I believe AGE has unfortunately been defunded: https://github.com/apache/age/discussions/2150 It’s a shame because it seemed like being able to query data across multiple paradigms would be really useful

dcreater

Talks extensively about the details of the thing.

But doesn't actually show the thing.

That's AI hypecycle signal for probably bullshit/defective thing.

citizenpaul

My experience with tools like this is that they have only one single outcome. Piling work onto the most talented or desperate(ie need money or visa) people until they leave the org/company. Eventually leading to total skill erosion and a very low average skill/productivity across the company as people leave or hide their abilities.

Why? because there is never a reward attached. Oh you want to make me the AI resource for the agency but not remove former duties or increase my pay? Ummmm no thanks. Also things tend to happen in waves ie "AI" so everyone needs a lot from a very few people at the same time. No one ever asks how those people can be empowered. Just how can we put the screws to them so they work harder.

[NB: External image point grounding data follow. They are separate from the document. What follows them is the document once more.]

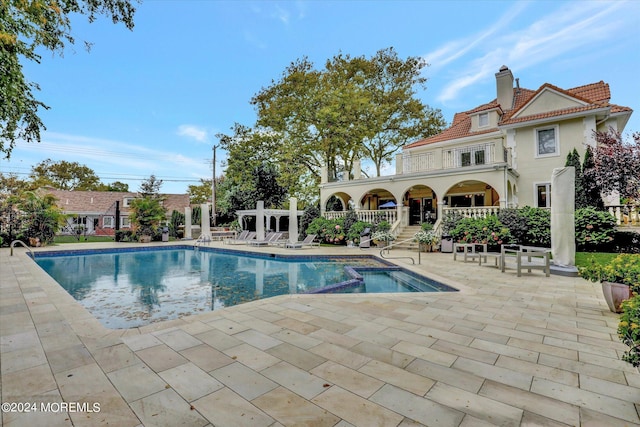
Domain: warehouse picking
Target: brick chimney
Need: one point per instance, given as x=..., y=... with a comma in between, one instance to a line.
x=504, y=88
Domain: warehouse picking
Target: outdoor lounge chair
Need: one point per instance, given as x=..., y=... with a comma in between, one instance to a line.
x=270, y=239
x=308, y=241
x=242, y=240
x=241, y=236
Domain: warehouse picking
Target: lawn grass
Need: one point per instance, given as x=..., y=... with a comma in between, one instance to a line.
x=83, y=239
x=584, y=258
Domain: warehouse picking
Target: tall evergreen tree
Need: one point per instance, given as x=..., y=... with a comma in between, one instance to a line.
x=573, y=159
x=590, y=187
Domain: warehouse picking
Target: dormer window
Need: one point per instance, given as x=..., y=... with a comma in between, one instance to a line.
x=483, y=120
x=547, y=142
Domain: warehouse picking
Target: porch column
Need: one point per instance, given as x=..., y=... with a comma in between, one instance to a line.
x=441, y=205
x=205, y=228
x=187, y=223
x=293, y=220
x=399, y=164
x=357, y=169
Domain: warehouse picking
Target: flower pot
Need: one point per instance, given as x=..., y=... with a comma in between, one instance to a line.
x=614, y=294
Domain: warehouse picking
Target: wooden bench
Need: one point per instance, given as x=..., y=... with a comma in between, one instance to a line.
x=526, y=257
x=469, y=250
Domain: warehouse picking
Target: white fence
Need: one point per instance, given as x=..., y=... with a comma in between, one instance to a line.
x=626, y=215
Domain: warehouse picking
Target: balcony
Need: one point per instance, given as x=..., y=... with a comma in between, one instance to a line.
x=454, y=158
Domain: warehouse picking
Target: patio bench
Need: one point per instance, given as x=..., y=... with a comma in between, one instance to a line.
x=526, y=257
x=469, y=250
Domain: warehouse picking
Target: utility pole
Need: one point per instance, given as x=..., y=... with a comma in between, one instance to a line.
x=213, y=188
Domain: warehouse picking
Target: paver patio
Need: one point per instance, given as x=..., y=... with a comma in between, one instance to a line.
x=503, y=351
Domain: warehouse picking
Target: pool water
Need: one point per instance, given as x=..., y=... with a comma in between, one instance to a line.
x=125, y=289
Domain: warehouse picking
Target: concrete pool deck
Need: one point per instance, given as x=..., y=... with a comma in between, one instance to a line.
x=503, y=351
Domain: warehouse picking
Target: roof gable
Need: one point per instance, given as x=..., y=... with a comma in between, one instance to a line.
x=548, y=99
x=99, y=202
x=547, y=102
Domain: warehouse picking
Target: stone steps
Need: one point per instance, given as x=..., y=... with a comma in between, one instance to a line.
x=407, y=233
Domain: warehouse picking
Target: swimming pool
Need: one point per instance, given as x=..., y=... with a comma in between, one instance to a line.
x=135, y=287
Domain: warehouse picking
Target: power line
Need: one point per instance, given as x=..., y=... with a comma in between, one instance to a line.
x=130, y=177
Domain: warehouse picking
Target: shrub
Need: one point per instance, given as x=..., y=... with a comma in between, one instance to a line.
x=353, y=233
x=310, y=213
x=382, y=226
x=487, y=230
x=124, y=236
x=426, y=226
x=538, y=226
x=629, y=329
x=177, y=219
x=594, y=229
x=41, y=218
x=350, y=218
x=383, y=236
x=624, y=268
x=328, y=230
x=516, y=222
x=450, y=221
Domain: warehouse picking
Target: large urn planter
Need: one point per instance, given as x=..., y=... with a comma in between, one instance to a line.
x=614, y=294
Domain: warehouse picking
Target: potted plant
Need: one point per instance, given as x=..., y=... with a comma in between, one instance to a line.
x=146, y=214
x=426, y=237
x=619, y=278
x=629, y=329
x=382, y=238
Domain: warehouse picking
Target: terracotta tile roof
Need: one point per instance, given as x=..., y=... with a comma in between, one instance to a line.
x=99, y=202
x=595, y=95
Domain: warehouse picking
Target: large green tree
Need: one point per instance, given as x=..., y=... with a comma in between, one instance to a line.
x=64, y=175
x=115, y=186
x=26, y=28
x=353, y=108
x=616, y=162
x=395, y=113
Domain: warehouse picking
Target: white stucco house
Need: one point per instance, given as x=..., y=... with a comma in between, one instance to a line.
x=497, y=155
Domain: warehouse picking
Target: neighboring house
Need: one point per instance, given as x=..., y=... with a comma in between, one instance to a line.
x=497, y=155
x=95, y=211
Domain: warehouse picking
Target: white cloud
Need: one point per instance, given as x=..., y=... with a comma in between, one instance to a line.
x=113, y=160
x=574, y=26
x=194, y=132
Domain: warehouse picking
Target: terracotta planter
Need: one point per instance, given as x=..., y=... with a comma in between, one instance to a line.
x=614, y=294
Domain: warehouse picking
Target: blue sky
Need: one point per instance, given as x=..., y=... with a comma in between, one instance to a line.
x=150, y=101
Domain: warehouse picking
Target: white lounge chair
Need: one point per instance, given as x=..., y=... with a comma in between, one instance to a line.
x=308, y=241
x=270, y=239
x=239, y=241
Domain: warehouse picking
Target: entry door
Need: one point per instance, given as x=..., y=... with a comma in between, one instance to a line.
x=415, y=211
x=428, y=212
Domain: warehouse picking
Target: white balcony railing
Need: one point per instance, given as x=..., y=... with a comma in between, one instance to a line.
x=470, y=155
x=473, y=212
x=389, y=215
x=418, y=162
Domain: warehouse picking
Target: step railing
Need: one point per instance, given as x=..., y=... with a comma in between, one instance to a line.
x=388, y=247
x=23, y=244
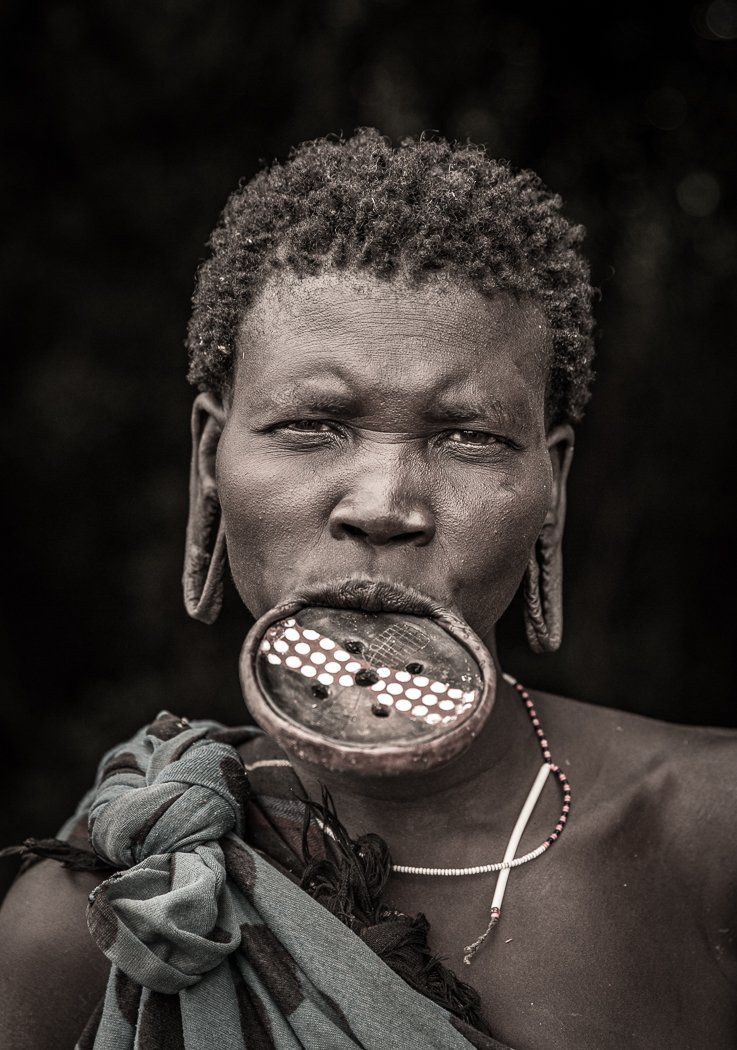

HR and Mgmt can f-off with their "skill resource bank" or whatever nonsense they call it this year. My skills are what I was hired for on the job description. If you want to discuss a new position or higher pay for different skills I'm very happy to talk about how I can work with the org to make that happen. Thats never the case though.

cebert

I think I found a place Dodge can save some money. Memgraph pricing is ridiculous.

patcon

Even paying a college grad to babysit a server costs more than their yearly rate. I assume you're speaking as someone who loves to host everything for themselves, but the logic is surely different in enterprise/government, no?

cebert

It depends on your usage models, but if you compare it to AWS Neptune, the pricing seems quite high. I doubt NASA is running queries 24x7 for this use case so other options could be less expensive.